I was testing a patch of moss. “What do you mean?” I said.

“What?” the VW said. “Do you see something?”

“I don’t—” She paced around the VW’s bedroom. “Do you recognize anything here?” she whispered.

“This appears to be peat,” I said.

She was quiet.

“But that, over there. That’s ‘One More Night,’ I think,” I said.

“_____,” she said. She pulled me up and we stepped back so the VW couldn’t hear us. “He’s
nothing
like any car I’ve ever seen,” she said.

“What are you guys doing?” the VW said.

“That’s because he’s
ours
,” I said warmly, and I took her hand.

She didn’t say anything, but she looked down at her hand—the one I held—as it if was something she might detach and leave if she could. I didn’t know at the time what that look meant, but soon enough I came to understand it as a promise.

A few weeks later, I took the VW out for a practice drive one afternoon and when I came home the Lady from the Land of the Beans was gone. I searched the house for her, then went outside. Our half-collapsed VeggieCar was gone, too.

I came back inside and asked the VW if he knew where she was. He shook his head and looked at his wheels, but his headlights were filled with condensation. I picked him up and looked at him eye level. “VW,” I said. “Where did your mother go?”

The VW’s eyes held actual pity for me. “She went home,” he said.

I tried to laugh. “We
are
home,” I said.

He shook his head. “Not for Mom.”

“What do you mean?” I said.

He looked down at the floor.

“She went back to
her
home? To the Land of the Beans?”

The VW didn’t say anything.

“You let her do that?” I said. “You let her go?”
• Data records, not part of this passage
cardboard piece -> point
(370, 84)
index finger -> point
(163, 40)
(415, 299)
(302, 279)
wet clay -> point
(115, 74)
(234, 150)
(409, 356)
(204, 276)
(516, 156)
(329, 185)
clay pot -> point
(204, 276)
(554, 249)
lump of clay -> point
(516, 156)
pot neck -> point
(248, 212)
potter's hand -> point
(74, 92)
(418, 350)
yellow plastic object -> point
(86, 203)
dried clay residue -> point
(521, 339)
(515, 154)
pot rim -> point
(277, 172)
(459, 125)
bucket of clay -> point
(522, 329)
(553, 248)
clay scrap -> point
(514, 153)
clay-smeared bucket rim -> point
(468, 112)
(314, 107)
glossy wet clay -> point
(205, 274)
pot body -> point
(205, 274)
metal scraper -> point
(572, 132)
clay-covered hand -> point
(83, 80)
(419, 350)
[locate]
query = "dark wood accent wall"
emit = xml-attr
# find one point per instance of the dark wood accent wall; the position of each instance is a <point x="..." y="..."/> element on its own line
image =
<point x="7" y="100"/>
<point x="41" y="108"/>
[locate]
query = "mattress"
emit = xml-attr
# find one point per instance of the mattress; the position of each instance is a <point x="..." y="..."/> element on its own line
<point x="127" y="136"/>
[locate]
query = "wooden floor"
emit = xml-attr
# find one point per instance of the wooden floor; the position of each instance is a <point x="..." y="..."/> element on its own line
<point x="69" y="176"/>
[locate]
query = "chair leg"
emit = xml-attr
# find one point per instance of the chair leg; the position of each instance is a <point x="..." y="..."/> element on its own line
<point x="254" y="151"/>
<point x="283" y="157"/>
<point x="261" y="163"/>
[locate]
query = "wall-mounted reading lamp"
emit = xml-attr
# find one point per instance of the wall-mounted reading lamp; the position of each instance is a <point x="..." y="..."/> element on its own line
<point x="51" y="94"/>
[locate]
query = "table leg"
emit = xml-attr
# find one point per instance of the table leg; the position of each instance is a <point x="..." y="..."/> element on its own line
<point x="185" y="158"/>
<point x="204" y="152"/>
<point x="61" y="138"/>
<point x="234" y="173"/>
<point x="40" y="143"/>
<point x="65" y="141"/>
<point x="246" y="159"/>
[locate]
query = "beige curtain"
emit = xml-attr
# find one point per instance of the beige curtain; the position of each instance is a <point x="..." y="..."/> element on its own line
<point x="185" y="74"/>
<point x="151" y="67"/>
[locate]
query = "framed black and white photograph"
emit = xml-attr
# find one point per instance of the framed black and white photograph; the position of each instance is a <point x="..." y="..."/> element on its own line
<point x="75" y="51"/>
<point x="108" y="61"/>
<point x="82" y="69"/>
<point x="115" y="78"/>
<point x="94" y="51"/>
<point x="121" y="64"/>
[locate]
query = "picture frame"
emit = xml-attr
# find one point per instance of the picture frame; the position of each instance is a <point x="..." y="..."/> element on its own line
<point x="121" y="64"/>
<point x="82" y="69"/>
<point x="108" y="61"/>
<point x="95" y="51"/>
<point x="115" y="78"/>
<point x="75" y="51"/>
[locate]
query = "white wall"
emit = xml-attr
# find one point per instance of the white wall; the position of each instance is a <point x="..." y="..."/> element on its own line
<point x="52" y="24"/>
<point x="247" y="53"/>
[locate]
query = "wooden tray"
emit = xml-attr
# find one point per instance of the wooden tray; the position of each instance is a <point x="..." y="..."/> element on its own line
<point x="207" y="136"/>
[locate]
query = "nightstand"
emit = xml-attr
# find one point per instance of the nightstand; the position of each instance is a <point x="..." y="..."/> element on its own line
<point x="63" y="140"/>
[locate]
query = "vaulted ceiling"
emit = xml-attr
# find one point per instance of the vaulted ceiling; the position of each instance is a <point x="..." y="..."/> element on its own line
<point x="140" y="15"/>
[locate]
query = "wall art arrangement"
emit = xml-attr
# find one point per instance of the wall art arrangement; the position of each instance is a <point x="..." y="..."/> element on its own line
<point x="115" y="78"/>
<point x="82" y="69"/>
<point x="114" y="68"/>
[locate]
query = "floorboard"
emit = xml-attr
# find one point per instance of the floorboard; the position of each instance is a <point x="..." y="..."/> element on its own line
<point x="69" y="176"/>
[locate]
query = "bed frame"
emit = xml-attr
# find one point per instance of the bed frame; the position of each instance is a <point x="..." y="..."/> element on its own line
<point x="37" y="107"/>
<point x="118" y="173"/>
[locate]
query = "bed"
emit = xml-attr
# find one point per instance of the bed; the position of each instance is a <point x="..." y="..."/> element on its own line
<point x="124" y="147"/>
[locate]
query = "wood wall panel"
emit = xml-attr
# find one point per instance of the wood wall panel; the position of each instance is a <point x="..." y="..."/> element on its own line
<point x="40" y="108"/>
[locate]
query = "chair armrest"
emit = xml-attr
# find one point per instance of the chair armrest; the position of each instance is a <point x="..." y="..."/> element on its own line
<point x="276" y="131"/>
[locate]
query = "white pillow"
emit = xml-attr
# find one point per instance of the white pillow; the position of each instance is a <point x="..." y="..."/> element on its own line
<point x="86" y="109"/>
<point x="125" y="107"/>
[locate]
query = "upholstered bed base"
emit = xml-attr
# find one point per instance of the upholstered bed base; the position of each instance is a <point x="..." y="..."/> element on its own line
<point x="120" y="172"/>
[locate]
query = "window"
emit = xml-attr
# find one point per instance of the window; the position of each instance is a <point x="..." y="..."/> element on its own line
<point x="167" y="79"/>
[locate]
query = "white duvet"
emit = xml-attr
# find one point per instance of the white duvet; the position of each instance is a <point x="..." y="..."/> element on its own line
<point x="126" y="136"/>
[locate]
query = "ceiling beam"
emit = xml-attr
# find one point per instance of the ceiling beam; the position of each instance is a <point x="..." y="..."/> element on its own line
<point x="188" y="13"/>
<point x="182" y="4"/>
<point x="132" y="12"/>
“She said she had to, Dad. She couldn’t stay here anymore.”

“Why not?” I asked, my voice quivering. “What did she say?”

He didn’t say anything else.

“You tell me what she said,” I pleaded.

I maytagged at the kitchen table and the VW sat down next to me and leaned against me. I kept saying, “She loved me. She
loved
me.”

My son whispered, “No. No.”

It was a few days later that I went home and found the Two Sides of My Mother sitting side by side on the love seat in the living room. They were dressed in black and the room was filled with fingersmoke so thick I couldn’t see a word.

The VW, meanwhile, had gone outside to help the Memory of My Father clean up the patio. I remember watching them through the window as they loaded my father’s Invisible Pickup Truck with items to take to the town dump. My father, had he been alive, would have hated it—he saw good and promise in each item that his Memory now threw away—the two-wheeled stroller (which he would have made into a wheelbarrow), the seatless bench (which he would have fixed), the neon beer signs.

I tried to make the Two Sides of My Mother feel better by commenting that it’d be nice to have more space on the patio, that we could plan a meal or a party out there now, but they weren’t saying anything. They just stared past the patio and into my father’s garden, where my father used to spend a lot of his day and where a pack of deer were now praying—deer prayers for the dead, I assumed.